As I sat, familiarly flabbergasted, amidst a bar full of equally frustrated strangers, and watched the Yankees deliver a barrage of singles, piling up runs at a tortuously slow pace, as Ron Washington tried pitcher after pitcher in an effort to tourniquet the ridiculous trickle of scoring, I recognized that, despite the fact that C. J. Wilson had absolutely stymied the most infamous lineup in baseball for seven innings and the Rangers had chased New York's only dominant pitcher in four innings, the series might well be over by the end of Game One. Even if you attempt to adhere to that Curt Schilling credo, that Mystique and Aura are just dancers at a nightclub, you cannot deny that the Yankees have a habit of getting in their opponents heads. For ages, of course, it was that way with the Red Sox (if you haven't already, hurry over to iTunes and watch ESPN's Four Days In October documentary). More recently, it's been that way with the Twins. And, now, I feared, they had the Rangers on their heels, ever waiting for New York to again assert their superiority by doing something truly improbable (like scoring five runs in an inning, off one of the best bullpens in baseball, without hitting an homer, indeed, with the help of only one extra-base hit). If the Yankees had successfully quelled the Rangers aggressive, can-do spirit, this series would be over in five.
But that didn't happen.
Instead, Texas walked away from the game with the kind of impression which would make any sabermetrician proud: "They got lucky." In baseball, no matter how good you are, the stringing together of seven consecutive baserunners is, to a significant degree, a matter of luck. Brett Gardner reached on a grounder which would be an out, even with his speed, at least 80% of the time. Jeter and A-Rod both hit the ball hard, but again, on the ground, and found that narrow, dangerous gap just inside the third base line. Thames hit was a broken-bat dying quail. If that bat stays whole, it's probably a line drive right at the left-fielder. Certainly, there's nothing wrong with these kinds of hits and the Yankees made their luck possible by working counts and, in most cases, making fairly solid contact, but even they would tell you, they got some fortuitous breaks. That night, when their inclination must've been to throw in the towel and, in the words of Pedro Martinez, call the Yankees their Daddy, Ron Washington and the Rangers instead observed that if they played hundred more games in which they entered the eighth with a five run lead, they'd probably win 95 of them.

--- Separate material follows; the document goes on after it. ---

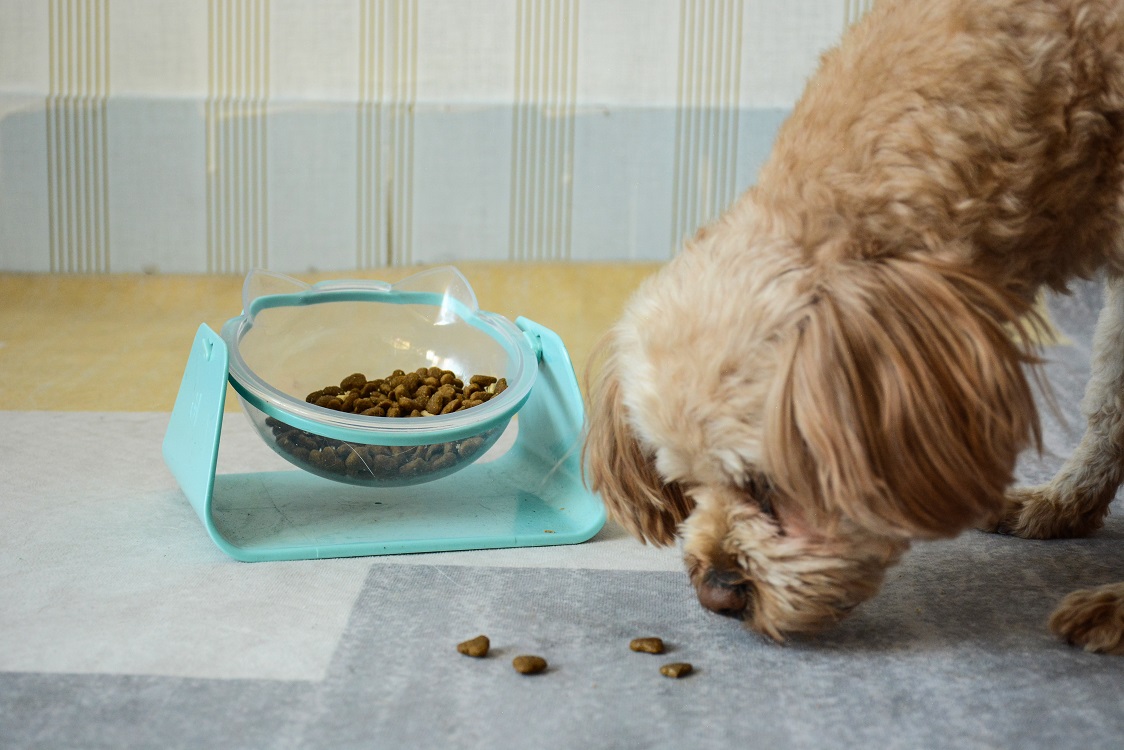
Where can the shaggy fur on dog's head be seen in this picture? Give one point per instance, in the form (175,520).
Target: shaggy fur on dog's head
(836,367)
(798,424)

On the bright side, they had hammered the Yankees only top-flight starting pitcher, C. C. Sabathia, and the Yankees had struggled against their second-best southpaw, C. J. Wilson. When Colby Lewis went to work on the Yankees the next afternoon and his teammates again battered the New York starter, this time Phil Hughes, you could see several Rangers (most noticeably, Elvis Andrus) smirking in the seventh and eighth innings, as if to say, "If you're so good, why don't do it again?" Facing several of the same pitchers they had chased less than 24 hours earlier, New York managed just one hit off the Rangers bullpen Sunday. On Monday night, they got another taste of Rangers best southpaw, Cliff Lee, who, in the last two postseasons, has thusfar struck out 26 Yankees while allowing only 19 baserunners, making it clear that the only solution New York has for former Cleveland Indians lefties is to pay them $150 Million.
Certainly, the ALCS is far from over, but thankfully, the Rangers were immune to the massive momentum shift that could've followed their heartbreaking loss in Game One. At this point, based on the pitching performances of the first three games and the fact that, setting aside that incredible eighth, the Yankees have scored only three runs to the Rangers twenty, one cannot see how the Yankees are favored in any of the next four games. Tommy Hunter v. A. J. Burnett has the potential to be the first slugfest of the 2010 playoffs, which could go either way. Sabathia will likely bounce back in Game Five, on normal rest, but there's no reason to believe New York's lineup will have any better answer for C. J. Wilson. Same can be said for Colby Lewis in Game Six. Most importantly, perhaps, Texas needs only one of the next three to assure that Cliff Lee gets back to the mound for Game Seven.
If anybody has gotten inside anybody else's head this postseason, it's Cliff Lee. In fact, he's been inside the Yankees heads since last October. In the clubhouse and on New York talk radio, Cliff Lee is discussed in hushed tones, like a marauding gunslinger. That's why Brian Cashman pursued him with such fervor at the trade deadline, as much to keep him off another playoff team as to put him on theirs. As he hung golden sombreros on Derek Jeter and Marcus Thames Monday night (and added a pair apiece for Posada, Granderson, and Teixeira), you could see by their expressions that this was a recurring nightmare come true.
If the ALCS goes to Game Seven, Rangers fans have every right to chant "Who's Your Daddy?" throughout the top half of every inning.